The first thing I noticed with this example fearful blog post was that it did not quote the original Facebook terms anywhere.  When analyzing legalese, I think it is important to provide the actual terms so readers can draw their conclusions instead of going by one person's half-baked views.  My cursory search could not find a blog where the actual terms from Facebook were linked to.  I looked at Sam Fiorella's blog (which supposedly started this whole 'controversy') and could not find a link to the actual terms. 

So I did that instead.  Here is a link to access Facebook's privacy policy for mobile apps as well as their complete Data Usage policy.  No where in these terms does it have the rather crude and simplistic language of the "concerns" blow that these bloggers claim they are posting "word to word" from Facebook's terms.  The only reason for people getting spooked might be the app permissions that the mobile app requests on the Android and IOS devices.  My views on those permissions below.  

The "Concerns"

Most of these blog posts mention the concerns below about what the Facebook app can do, given the permissions: 

  • "Change the state of network connectivity".  This is pretty self-explanatory.  It is quite reasonable to expect a mobile app to want to initiate a data connection to send and receive information including push alerts or to check for updates or sync data back and forth from the cloud to the mobile client. 
  • Call phone numbers and send SMS messages". This can be something as simple as a "click-to-dial" ability or send SMS notifications to people on your friend's list who are at the same concert or movie theater as you should you choose to do so.  
  • Allows the app to record audio with microphone".  Given the rapidly growing interest in voice recognition and voice-driven searching and apps control, it is hardly a surprise that Facebook would want to do that.  It could also be used in the future for a SoundHound like service that allows recognizing the soundtracks for the ambient music, etc.  
  • Allows the app to read you phone's call log".  At its core, Facebook wants to be a big-data analysis engine that allows for personalization of users' experiences and allows tailoring content (primarily advertising) to an extent that would have never been possible.  I can see in the future the possibility of Facebook scanning the call log and if it finds patterns that it can recognize (for example you call the 1-800# of a company very often or you call certain friends more frequently than others) it could use your patterns to allow you to receive more content from that friend in your news feed or allow that company to send you special offers and promotions. 

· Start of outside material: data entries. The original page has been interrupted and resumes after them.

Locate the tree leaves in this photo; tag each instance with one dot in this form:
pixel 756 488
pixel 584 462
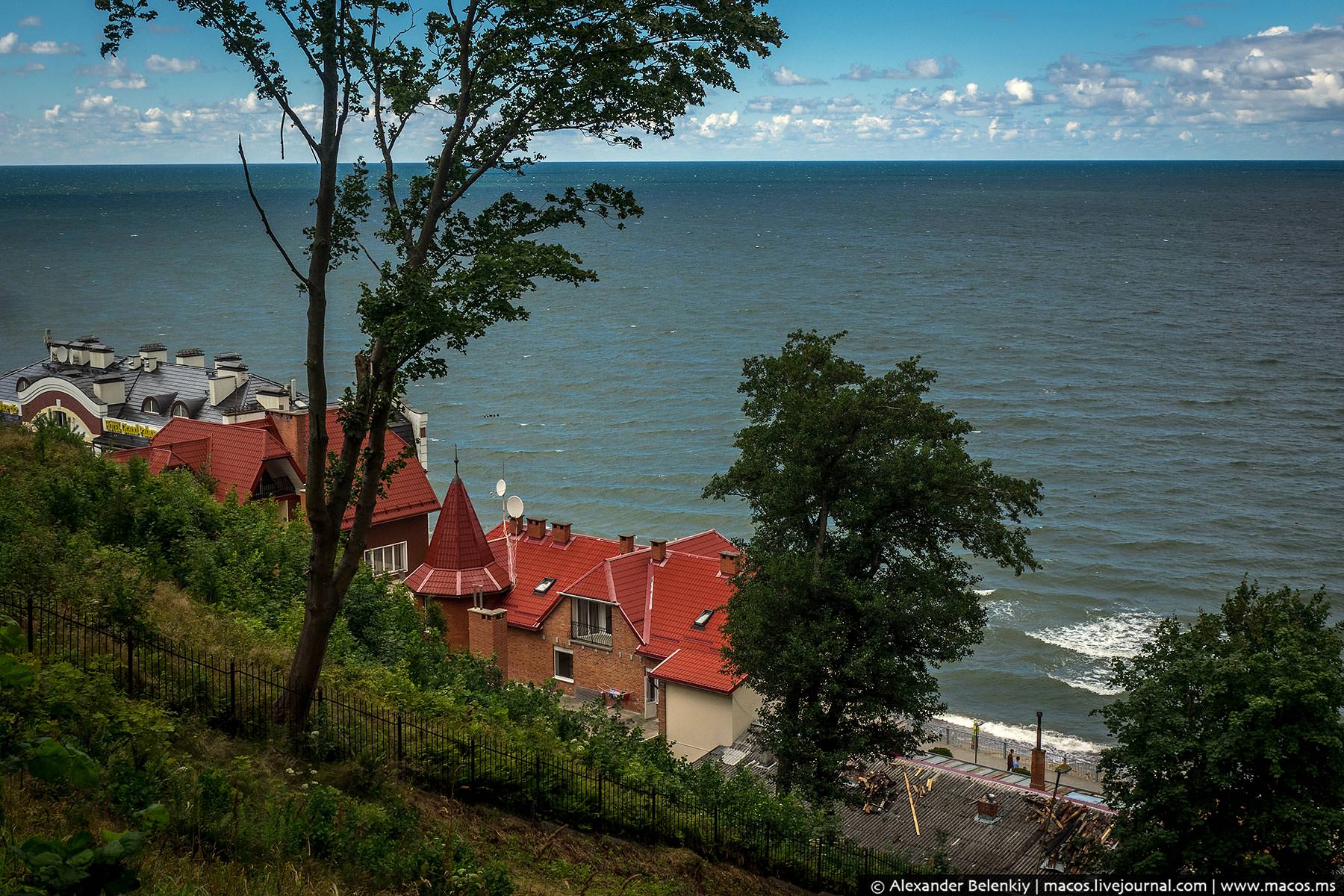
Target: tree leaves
pixel 856 583
pixel 1230 746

I could go through all the concerns but I think people are missing the point, hence I would just stick to stating the point. For those interested, Facebook has explained its mobile app permissions here.

The Point

Facebook is primarily a digital marketing engine.  Even someone with a basic understanding of its revenue model (which is largely based on ad-sales revenue) would understand that the commercial value of Facebook to advertisers is in its innovative ability to tailor and personalize content and have an intimate and deep understanding of the consumer's habits, patterns, preferences and social connections.  

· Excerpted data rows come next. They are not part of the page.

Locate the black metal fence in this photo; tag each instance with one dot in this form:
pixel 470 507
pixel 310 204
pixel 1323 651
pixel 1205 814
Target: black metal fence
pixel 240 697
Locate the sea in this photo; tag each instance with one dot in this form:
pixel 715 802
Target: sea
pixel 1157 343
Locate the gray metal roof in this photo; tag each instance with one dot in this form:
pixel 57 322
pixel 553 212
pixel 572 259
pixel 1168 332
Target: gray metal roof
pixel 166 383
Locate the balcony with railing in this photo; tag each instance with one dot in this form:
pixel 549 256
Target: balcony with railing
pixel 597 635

It is no different from what Amazon started 15 years ago by recommending "similar books" to people who were browsing or buying a book.  "Other customers who bought this book also bought....".  That personalization and analysis will be taken to an extreme by Facebook and other marketing automation apps. 

If someone is uncomfortable with it, they don't have to participate in it.  Just don't use Facebook!  But my guess is a large majority of people will like to keep up with the times. 

 


Comments

1.I don't do Facebook because ... ?(non-registered)
I still don't do social media. I do text occasionally.

It will be nice to hear about your travels.